Should my friend reach a point in his recovery where he is comfortable with others knowing his situation…it would be a lesser thing. But, it is his story and if he wishes his privacy respected that is his right. Equally true is that many addicts are not comfortable sharing because they know it’s like handing ammunition to very ignorant and self-righteous people. Still I find myself hell-bent on raising awareness about the disease of addiction where I can, when I can.

For example: My nosiest of neighbors shockingly developed several very serious cancer tumors…scary, scary stuff. She even apologized to me for the bad-mouthing she’d done about Joe...in a back handed way... “I only told you those things about Joe a few months ago because he bad-mouths you…you know.”

“For God sakes,” I tell her, “don’t you know by now that when people act out it’s because they’re feeling bad about their own selves?”

She did then mellow it out.

A few weeks later I invited her to ride with me in an art parade. I knew it would be a thrill for her and I need to model right behavior too. I was impressed that she refrained from asking about Joe. I have had to shut her down hard on this topic many times before and still she goes on. But… she is fighting for her life in a different way and really willing to try to learn everything she can to live right too.
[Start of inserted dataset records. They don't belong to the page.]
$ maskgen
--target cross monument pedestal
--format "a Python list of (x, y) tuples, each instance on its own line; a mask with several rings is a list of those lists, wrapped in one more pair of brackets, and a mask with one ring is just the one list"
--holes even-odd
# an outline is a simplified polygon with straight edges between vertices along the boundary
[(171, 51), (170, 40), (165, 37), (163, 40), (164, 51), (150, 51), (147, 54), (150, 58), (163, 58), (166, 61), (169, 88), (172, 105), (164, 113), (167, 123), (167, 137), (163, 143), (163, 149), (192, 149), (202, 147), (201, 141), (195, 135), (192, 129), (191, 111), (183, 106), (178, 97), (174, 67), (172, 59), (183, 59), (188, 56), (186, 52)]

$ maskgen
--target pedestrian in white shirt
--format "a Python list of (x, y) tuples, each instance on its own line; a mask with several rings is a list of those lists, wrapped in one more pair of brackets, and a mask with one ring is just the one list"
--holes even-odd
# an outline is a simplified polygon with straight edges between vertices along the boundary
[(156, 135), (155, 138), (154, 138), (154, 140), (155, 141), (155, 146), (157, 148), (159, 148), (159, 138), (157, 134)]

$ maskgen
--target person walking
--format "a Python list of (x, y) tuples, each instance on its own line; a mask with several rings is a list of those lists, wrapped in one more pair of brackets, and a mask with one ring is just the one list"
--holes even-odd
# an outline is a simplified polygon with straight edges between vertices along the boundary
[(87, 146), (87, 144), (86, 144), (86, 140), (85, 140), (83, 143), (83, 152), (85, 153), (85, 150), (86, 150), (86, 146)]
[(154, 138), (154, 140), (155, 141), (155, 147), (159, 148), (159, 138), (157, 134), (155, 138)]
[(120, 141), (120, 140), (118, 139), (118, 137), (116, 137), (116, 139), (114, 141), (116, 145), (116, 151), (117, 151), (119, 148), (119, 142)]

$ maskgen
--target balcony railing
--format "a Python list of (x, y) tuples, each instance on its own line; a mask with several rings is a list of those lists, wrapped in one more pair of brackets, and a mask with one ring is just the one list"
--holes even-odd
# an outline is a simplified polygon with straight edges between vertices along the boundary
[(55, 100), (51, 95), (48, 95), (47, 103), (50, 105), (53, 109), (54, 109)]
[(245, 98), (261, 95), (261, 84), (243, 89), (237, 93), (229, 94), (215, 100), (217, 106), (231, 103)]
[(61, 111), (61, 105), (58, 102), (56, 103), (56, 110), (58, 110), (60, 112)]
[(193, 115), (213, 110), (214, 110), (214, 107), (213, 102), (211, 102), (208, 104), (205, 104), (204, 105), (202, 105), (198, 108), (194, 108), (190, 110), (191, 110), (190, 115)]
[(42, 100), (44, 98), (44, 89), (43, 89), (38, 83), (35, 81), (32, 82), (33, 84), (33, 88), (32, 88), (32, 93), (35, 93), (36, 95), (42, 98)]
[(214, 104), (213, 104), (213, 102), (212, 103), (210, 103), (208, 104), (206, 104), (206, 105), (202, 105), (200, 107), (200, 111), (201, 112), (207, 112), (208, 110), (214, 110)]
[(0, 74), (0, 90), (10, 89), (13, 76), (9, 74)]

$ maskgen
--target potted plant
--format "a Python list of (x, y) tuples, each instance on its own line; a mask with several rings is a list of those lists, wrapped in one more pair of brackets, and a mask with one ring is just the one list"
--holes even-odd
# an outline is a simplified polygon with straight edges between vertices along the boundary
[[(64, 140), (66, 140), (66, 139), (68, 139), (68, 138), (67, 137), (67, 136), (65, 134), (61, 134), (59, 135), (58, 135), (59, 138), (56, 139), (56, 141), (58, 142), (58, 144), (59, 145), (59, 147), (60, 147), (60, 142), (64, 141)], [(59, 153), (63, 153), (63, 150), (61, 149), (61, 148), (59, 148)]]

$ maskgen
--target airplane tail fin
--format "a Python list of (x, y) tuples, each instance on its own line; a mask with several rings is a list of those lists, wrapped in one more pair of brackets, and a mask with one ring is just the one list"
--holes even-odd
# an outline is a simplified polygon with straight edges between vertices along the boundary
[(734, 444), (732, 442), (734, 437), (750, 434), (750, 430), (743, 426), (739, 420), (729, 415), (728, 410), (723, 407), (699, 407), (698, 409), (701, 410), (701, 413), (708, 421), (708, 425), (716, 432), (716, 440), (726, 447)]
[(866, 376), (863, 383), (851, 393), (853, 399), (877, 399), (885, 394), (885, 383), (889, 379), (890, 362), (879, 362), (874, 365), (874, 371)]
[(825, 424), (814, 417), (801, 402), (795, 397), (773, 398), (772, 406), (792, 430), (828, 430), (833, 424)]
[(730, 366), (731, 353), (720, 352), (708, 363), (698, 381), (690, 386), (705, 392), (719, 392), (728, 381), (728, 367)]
So then on the ride home from the parade, we got to chit-chatting about my case management job. Somewhere in there, I touched on the harm reduction model as it pertains to addiction, and how developing the trusting and nurturing relationship is one thing and then to know when and where to still be able to intercede enough to offer hope that doesn’t come off like some placating idiom… is another.

Well, with all the sanctimonious gusto she is famous for, she went right to the “but isn’t that enabling?”

Okay so now we are squared off right where she loves to go and I found myself telling her, “Enabling’s not even a word anymore. It’s about not shaming them further.”

"Wow,” she says, “enabling’s not a word anymore? I didn’t know that!”

See…I’m writing this whole article because I don’t want to burn in hell for lying. There’s an excellent chance I pulled that one out on a dime… because I’d recently read Bill White’s Rendezvous with Hope article where he implied we have evolved through that stage now and we realize we need to offer hope more than anything else.

She stumbled around more trying to keep it going because historically she has thrived on this type of topic, to feed her unconscious need to gossip for one thing, but she also does want to try to understand on a certain level, too. I was able to just wrap it up then by defining loving compassion for her with the example of a man passed out drunk. You have a choice. You can kick him or put a blanket over him.

She accepted that and I was happy to learn that I have the ability to put boundaries around others' nosiness. But this is still such a treacherous area to navigate. Tonight is National Night Out with a party on every block and I’m not going to go…because I don’t really know what to say when they ask about Joe.

Jolene Jones is the author of Dwelling: A Memoir about Addiction and Recovery.